Lavoro flessibile per i malati

«Il 91% dei malati neoplastici vuole continuare a lavorare ed essere parte attiva della società – spiega il professor Francesco De Lorenzo, presidente dell'European Cancer Patients coalition e dell'Aimac. I dati dell'indagine Censis-Favo (Federazione delle 500 Associazioni di volontariato in oncologia) evidenziano che le forme di gestione flessibile per conciliare lavoro e cure oncologiche sono ancora poco note e non influiscono in modo significativo sulla vita dei molti pazienti coinvolti.Il 78% dei malati oncologici infatti ha subito un cambiamento nel lavoro in seguito alla diagnosi: il 36,8% ha dovuto fare assenze, il 20,5% è stato costretto a lasciare l'impiego e il 10,2% si è dimesso o ha cessato l'attività (in caso di lavoratore autonomo). Pochi conoscono e utilizzano - evidenzia l'indagine - le tutele previste dalle leggi per facilitare il mantenimento e il reinserimento: solo il 7,8% ha chiesto il passaggio al part-time, un diritto di cui è possibile avvalersi con la Legge Biagi, poco meno del 12% ha beneficiato di permessi retribuiti (previsti dalla Legge 104 del 1992), solo il 7,5% ha utilizzato i giorni di assenza per terapia salvavita e il 2,1% i congedi lavorativi. Difficile soddisfare le esigenze produttive rispettando quelle legate alla cura.

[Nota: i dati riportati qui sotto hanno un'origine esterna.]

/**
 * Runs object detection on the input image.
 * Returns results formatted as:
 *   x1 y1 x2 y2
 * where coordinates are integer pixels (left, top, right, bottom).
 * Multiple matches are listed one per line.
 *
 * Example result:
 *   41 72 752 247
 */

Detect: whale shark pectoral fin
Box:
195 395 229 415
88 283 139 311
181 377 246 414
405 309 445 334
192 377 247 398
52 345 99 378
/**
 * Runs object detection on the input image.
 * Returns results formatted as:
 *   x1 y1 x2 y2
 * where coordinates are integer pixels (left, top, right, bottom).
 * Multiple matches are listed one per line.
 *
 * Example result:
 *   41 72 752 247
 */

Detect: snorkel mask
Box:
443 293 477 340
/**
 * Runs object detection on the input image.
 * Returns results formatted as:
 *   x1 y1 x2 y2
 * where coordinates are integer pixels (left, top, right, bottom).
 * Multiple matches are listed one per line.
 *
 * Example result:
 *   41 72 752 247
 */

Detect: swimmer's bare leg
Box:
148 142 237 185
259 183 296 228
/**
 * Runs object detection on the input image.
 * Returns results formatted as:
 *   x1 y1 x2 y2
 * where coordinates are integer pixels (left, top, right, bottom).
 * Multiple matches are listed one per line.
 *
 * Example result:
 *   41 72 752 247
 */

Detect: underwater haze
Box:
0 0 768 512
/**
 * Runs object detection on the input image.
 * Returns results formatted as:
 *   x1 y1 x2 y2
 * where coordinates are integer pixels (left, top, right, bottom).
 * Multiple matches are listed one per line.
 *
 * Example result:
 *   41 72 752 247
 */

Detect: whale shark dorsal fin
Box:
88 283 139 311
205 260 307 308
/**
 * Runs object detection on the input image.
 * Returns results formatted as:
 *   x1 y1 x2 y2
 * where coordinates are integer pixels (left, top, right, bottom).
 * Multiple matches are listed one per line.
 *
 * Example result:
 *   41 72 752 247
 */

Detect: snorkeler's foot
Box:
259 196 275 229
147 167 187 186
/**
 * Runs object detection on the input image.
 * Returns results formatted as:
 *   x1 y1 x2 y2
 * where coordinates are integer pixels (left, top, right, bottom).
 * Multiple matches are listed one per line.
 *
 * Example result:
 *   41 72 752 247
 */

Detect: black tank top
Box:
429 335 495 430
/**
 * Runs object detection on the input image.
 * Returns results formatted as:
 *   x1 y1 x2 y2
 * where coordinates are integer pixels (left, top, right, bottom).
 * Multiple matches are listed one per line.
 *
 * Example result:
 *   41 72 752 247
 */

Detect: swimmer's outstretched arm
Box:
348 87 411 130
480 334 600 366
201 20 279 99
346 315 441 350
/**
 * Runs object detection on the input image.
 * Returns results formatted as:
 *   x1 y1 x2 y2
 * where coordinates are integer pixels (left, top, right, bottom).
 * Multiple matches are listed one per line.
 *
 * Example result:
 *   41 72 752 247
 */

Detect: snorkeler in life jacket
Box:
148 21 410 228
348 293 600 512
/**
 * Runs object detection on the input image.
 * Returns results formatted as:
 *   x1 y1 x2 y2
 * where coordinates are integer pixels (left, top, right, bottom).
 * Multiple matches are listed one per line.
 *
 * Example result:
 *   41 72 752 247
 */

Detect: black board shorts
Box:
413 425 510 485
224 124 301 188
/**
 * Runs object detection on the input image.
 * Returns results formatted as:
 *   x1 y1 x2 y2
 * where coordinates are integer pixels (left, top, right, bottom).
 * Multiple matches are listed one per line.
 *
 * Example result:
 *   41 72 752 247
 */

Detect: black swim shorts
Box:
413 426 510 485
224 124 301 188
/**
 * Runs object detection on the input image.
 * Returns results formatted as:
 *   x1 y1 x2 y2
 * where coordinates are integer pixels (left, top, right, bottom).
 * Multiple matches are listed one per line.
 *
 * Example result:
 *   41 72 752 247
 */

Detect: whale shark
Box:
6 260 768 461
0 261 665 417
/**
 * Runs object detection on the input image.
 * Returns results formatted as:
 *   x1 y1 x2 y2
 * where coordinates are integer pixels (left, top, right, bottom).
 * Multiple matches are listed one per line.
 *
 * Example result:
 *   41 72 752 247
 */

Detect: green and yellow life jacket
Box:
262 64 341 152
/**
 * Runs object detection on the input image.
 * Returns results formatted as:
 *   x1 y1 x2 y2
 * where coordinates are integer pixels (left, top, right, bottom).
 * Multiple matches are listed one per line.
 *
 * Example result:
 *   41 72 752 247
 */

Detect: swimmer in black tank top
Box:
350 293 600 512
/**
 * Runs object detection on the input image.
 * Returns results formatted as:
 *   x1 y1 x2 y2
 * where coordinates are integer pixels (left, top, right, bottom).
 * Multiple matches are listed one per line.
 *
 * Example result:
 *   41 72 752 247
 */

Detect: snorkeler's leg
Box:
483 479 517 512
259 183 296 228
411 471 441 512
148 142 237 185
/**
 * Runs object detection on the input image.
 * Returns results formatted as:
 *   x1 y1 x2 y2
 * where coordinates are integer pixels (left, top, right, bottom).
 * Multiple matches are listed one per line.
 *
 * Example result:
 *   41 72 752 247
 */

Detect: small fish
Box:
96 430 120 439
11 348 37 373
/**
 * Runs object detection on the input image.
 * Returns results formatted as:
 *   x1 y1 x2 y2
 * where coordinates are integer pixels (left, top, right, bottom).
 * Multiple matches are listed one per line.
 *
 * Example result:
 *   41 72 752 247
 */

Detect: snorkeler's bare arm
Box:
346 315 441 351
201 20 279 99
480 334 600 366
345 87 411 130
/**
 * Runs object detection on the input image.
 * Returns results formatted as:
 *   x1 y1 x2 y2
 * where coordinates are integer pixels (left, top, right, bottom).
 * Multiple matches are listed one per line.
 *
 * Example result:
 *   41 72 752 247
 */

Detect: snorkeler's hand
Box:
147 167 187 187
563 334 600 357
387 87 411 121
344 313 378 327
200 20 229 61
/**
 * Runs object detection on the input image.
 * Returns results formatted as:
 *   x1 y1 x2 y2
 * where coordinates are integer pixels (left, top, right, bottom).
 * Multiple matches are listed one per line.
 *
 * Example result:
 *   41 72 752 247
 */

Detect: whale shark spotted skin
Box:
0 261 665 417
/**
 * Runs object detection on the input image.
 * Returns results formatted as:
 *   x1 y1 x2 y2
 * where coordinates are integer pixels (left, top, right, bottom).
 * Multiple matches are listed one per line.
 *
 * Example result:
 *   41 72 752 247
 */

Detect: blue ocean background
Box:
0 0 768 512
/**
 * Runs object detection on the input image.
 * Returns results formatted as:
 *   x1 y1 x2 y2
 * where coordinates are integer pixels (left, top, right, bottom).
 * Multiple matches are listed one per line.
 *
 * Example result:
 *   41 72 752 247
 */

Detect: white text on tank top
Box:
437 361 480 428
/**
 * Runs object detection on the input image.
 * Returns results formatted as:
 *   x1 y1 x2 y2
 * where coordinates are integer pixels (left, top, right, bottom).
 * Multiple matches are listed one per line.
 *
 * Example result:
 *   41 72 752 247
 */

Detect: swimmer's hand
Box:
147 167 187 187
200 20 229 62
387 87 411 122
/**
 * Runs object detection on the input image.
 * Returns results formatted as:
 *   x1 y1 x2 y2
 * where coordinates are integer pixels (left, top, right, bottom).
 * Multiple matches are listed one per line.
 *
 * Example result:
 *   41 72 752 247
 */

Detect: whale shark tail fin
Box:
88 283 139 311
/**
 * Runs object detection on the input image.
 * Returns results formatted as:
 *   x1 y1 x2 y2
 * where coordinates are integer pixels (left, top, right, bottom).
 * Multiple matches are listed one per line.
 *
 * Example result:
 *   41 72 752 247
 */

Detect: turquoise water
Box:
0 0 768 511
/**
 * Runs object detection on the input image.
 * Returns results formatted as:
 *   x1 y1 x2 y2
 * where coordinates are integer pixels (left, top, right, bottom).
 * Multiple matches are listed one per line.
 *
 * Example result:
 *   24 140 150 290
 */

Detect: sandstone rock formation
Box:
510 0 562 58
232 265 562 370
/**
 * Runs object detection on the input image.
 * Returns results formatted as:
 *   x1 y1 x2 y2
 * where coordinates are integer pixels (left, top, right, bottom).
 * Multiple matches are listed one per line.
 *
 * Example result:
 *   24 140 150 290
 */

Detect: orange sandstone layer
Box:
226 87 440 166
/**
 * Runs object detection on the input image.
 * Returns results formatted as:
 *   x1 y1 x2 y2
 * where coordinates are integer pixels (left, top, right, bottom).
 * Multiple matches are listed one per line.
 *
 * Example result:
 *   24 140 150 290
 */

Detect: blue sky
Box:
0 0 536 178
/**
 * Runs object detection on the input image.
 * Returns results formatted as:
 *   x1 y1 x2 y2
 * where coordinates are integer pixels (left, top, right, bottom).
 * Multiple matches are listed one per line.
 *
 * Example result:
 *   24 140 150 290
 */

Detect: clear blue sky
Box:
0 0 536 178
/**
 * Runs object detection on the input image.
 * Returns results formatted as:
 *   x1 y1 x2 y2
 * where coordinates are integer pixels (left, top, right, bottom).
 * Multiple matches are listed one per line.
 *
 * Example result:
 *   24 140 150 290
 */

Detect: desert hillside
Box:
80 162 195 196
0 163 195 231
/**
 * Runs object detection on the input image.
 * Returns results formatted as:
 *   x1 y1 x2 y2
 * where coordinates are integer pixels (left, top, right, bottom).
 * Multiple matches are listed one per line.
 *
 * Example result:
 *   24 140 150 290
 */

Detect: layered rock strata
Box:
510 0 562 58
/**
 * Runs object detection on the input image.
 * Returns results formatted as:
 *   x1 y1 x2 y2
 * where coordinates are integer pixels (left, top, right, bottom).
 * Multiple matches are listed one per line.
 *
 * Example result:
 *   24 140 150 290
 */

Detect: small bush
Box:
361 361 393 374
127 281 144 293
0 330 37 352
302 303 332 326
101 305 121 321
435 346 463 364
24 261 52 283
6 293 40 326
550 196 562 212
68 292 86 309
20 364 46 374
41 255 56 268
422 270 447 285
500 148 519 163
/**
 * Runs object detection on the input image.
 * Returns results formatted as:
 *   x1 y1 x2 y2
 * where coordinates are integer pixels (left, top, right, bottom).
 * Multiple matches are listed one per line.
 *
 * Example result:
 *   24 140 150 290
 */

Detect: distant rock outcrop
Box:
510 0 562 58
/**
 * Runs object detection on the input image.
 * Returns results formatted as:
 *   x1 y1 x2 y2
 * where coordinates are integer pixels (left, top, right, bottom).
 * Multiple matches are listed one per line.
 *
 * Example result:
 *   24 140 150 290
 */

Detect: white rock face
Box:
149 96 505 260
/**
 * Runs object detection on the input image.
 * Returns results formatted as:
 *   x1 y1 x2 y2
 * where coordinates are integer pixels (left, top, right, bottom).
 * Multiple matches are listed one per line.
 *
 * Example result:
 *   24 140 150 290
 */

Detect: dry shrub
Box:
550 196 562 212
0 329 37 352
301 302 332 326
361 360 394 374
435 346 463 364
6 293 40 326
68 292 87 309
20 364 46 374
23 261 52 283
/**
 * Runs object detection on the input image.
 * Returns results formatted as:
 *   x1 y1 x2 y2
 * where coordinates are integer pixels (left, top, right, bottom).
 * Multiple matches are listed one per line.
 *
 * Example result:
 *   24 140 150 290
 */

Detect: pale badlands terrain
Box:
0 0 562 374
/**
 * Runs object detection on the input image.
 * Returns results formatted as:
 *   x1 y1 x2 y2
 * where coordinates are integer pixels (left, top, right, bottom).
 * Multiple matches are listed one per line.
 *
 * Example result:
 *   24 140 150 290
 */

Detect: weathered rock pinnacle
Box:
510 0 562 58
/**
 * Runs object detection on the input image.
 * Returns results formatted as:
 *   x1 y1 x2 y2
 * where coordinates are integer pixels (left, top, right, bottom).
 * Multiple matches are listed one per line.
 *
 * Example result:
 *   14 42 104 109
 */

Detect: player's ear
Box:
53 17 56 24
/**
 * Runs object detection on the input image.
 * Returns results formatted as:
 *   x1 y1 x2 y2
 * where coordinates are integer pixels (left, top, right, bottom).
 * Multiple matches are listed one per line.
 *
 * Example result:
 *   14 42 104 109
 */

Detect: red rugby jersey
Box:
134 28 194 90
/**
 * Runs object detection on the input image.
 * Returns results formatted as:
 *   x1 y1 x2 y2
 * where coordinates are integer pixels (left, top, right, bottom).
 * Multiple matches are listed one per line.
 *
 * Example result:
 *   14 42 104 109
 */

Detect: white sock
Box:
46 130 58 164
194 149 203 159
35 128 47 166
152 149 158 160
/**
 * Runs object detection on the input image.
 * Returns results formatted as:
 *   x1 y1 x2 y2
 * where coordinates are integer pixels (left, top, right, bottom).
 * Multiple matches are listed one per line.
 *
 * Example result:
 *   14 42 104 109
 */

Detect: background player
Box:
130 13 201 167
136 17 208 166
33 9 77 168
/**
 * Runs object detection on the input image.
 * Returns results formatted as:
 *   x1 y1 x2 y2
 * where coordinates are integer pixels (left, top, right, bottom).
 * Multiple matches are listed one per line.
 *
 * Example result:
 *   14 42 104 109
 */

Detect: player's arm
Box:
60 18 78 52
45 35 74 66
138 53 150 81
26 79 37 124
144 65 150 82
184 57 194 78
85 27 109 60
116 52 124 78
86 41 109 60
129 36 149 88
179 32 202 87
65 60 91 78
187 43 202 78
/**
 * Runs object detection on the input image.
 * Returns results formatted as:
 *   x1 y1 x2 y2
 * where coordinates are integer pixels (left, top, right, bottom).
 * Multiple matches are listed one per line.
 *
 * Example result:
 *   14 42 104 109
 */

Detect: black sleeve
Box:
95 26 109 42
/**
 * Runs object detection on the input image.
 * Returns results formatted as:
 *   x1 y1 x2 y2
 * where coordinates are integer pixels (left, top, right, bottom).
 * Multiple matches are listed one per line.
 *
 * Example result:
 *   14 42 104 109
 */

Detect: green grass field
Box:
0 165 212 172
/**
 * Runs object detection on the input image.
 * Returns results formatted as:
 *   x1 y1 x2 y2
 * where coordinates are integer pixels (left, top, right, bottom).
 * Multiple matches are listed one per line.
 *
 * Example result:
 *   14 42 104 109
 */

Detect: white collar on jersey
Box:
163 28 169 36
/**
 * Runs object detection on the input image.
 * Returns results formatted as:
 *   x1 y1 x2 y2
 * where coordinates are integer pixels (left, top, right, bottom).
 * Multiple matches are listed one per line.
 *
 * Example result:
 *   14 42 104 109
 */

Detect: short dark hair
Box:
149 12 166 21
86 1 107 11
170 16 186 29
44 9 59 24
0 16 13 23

Questa situazione interessa anche i familiari o amici che assistono i malati in modo continuativo. Per colmare questo vuoto, nasce «Pro Job: lavorare durante e dopo il cancro», un progetto Aimac, in collaborazione con l'università degli Studi di Milano, la Fondazione Insieme contro il Cancro e l'Istituto nazionale tumori del capoluogo lombardo. Il progetto, presentato all'università degli Studi di Milano durante il convegno «Lavorare durante e dopo il cancro», apre gli eventi legati alla IX Giornata nazionale del malato oncologico (l'edizione di quest'anno si conclude oggi all'Auditorium della Conciliazione di Roma).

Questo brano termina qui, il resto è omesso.